Mod+ 268. DAN HARRIS, DOES MEDITATION DEFY SCIENCE?

Discussion in 'Skeptiko Shows' started by Alex, Mar 10, 2015.

  1. Alex

    Alex New

    Joined:
    Oct 25, 2013
    Messages:
    2,608
    WHY MEDIATION AND SCIENCE ARE ON A COLLISION COURSE
    268. Meditation works… so say science.
    [​IMG]
    POSTED ON MAR 10 IN CONSCIOUSNESS SCIENCE |

    Dan Harris is a star at ABC News, but his investigation of meditation and science turned into more than a news story.

    Alex Tsakiris of Skeptiko interviews Dan Harris, author of 10% Happier about his experiences with meditation, and the larger question of whether meditation defies science’s understanding of consciousness and the relationship between mind and body.

    Click here to listen on YouTube
     
    Last edited by a moderator: Aug 13, 2015
    Trancestate likes this.
  2. Bucky

    Bucky Member

    Joined:
    Oct 31, 2013
    Messages:
    1,681
    @Alex
    I haven't finished listening to the whole episode, but there's something I want to mention about the neuroplasticity argument that you often bring up. I am sure I am not the first to point this out.

    Frankly, I don't think the argument of self-directed neuroplasticity is really that paradigm-busting.

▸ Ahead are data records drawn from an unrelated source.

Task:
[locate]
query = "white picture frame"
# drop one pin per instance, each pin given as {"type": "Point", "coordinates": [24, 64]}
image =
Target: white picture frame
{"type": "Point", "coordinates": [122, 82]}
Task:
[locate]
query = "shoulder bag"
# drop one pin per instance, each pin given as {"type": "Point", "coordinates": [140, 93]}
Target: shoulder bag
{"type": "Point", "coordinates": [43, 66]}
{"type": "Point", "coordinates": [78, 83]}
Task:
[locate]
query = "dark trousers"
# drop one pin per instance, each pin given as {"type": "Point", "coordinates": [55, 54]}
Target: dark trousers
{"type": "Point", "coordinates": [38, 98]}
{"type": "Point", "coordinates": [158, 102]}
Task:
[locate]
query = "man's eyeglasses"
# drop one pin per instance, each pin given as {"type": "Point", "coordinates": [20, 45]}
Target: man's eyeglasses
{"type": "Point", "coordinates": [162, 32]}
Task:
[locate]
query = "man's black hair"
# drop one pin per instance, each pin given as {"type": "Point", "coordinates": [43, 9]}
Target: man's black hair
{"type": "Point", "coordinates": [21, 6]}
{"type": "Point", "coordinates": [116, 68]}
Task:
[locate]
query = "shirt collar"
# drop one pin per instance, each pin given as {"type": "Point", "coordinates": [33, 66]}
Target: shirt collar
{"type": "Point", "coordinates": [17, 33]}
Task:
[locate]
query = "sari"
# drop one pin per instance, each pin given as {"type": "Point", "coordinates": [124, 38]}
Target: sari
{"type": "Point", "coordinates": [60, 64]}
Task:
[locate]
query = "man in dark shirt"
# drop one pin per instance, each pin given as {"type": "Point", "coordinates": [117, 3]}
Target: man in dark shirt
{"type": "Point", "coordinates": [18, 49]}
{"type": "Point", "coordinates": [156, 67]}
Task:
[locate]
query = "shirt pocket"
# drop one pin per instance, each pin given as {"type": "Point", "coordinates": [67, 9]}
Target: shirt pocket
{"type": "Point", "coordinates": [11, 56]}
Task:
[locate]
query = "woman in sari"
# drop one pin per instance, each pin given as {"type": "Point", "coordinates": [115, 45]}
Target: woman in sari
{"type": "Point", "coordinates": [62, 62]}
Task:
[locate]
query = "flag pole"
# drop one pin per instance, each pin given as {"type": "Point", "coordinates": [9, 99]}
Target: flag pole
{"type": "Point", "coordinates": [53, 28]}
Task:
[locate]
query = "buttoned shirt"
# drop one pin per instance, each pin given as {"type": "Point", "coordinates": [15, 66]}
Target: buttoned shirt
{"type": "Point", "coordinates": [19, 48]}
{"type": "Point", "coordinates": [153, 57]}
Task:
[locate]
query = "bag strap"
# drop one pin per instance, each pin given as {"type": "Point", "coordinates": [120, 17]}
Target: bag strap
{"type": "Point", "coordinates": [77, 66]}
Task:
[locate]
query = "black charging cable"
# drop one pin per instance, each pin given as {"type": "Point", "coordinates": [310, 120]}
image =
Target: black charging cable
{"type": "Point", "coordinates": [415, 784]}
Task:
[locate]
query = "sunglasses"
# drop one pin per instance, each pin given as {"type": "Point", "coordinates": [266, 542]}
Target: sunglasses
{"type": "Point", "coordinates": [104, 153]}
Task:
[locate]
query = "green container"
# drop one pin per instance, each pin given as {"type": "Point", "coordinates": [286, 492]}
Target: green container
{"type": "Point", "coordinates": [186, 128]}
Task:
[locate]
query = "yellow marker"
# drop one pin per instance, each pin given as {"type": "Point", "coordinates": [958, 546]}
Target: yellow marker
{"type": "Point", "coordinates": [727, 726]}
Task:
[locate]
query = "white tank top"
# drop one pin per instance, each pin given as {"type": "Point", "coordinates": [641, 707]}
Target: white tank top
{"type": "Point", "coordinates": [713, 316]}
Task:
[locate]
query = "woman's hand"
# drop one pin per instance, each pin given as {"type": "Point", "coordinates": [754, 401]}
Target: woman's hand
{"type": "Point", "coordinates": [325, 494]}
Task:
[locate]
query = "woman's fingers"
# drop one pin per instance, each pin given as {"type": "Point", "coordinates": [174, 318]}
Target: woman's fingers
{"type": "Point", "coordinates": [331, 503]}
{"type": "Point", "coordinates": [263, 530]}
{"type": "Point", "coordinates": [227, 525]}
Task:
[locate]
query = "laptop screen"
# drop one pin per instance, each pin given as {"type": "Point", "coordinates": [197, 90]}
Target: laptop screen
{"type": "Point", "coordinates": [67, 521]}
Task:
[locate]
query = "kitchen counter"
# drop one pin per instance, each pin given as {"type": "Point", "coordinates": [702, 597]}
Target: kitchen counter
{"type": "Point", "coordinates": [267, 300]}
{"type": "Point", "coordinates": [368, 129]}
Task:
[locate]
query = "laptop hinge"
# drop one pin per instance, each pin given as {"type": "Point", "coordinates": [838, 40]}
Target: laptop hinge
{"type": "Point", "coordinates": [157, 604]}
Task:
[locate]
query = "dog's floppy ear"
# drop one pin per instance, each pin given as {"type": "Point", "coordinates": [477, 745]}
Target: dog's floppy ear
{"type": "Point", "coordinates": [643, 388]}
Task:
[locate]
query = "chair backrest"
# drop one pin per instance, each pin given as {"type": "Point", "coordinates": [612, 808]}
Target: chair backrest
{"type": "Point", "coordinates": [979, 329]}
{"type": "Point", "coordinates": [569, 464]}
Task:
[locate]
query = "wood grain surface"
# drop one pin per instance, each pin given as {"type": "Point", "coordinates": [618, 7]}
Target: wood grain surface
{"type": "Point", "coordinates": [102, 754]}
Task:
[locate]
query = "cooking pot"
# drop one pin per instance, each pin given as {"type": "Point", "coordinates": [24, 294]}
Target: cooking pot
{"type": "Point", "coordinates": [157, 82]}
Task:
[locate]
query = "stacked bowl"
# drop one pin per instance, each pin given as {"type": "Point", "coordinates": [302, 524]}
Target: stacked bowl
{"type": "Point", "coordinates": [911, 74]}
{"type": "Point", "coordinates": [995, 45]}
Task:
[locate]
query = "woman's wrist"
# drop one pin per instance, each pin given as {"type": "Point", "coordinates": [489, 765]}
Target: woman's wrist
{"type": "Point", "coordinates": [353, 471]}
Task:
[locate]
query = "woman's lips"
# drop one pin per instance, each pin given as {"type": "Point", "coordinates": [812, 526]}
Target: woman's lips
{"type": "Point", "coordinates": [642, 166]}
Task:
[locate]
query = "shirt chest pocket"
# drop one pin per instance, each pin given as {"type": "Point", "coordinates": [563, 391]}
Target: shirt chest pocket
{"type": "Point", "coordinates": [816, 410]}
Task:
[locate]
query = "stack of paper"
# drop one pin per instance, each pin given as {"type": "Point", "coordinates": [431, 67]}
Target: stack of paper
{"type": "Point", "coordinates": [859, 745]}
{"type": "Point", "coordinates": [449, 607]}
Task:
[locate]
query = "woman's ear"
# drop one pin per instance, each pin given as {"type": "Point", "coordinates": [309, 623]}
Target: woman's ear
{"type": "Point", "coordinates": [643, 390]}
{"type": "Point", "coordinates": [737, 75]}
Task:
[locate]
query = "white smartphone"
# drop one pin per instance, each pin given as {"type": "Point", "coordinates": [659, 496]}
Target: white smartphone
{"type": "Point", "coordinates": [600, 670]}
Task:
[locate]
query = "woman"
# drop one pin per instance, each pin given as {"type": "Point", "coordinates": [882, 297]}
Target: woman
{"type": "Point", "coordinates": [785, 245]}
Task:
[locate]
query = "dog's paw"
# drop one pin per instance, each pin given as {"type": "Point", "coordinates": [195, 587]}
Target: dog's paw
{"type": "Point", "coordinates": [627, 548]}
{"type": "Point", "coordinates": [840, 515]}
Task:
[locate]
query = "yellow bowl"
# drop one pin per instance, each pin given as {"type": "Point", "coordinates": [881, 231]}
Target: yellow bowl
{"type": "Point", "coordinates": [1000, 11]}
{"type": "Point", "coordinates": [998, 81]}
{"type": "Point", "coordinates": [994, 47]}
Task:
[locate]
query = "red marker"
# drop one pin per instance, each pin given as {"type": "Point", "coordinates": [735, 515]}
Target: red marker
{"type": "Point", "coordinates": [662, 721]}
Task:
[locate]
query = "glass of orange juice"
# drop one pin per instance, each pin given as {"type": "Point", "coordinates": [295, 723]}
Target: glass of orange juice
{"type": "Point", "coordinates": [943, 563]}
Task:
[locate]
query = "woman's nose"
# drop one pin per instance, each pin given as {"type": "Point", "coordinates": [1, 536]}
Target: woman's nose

    The brain is neuroplastic by design, and it will respond to every experience with changes of the physical structures, reinforcing certain networks or modifying others etc... Even when we sleep the brain does its "own things".

    Take something mundane like learning how to drive a car... the coordination required to steer the wheel, operate the pedals and keeping an eye on the road will cause all sorts of changes in the brain. You could call this self-directed neuroplasticity as well, where self direction is our intention to learn driving.

    But then the mystery is really not the plasticity of the brain (which is fascinating), but the intention part... which we still struggle to define in strictly materialistic terms.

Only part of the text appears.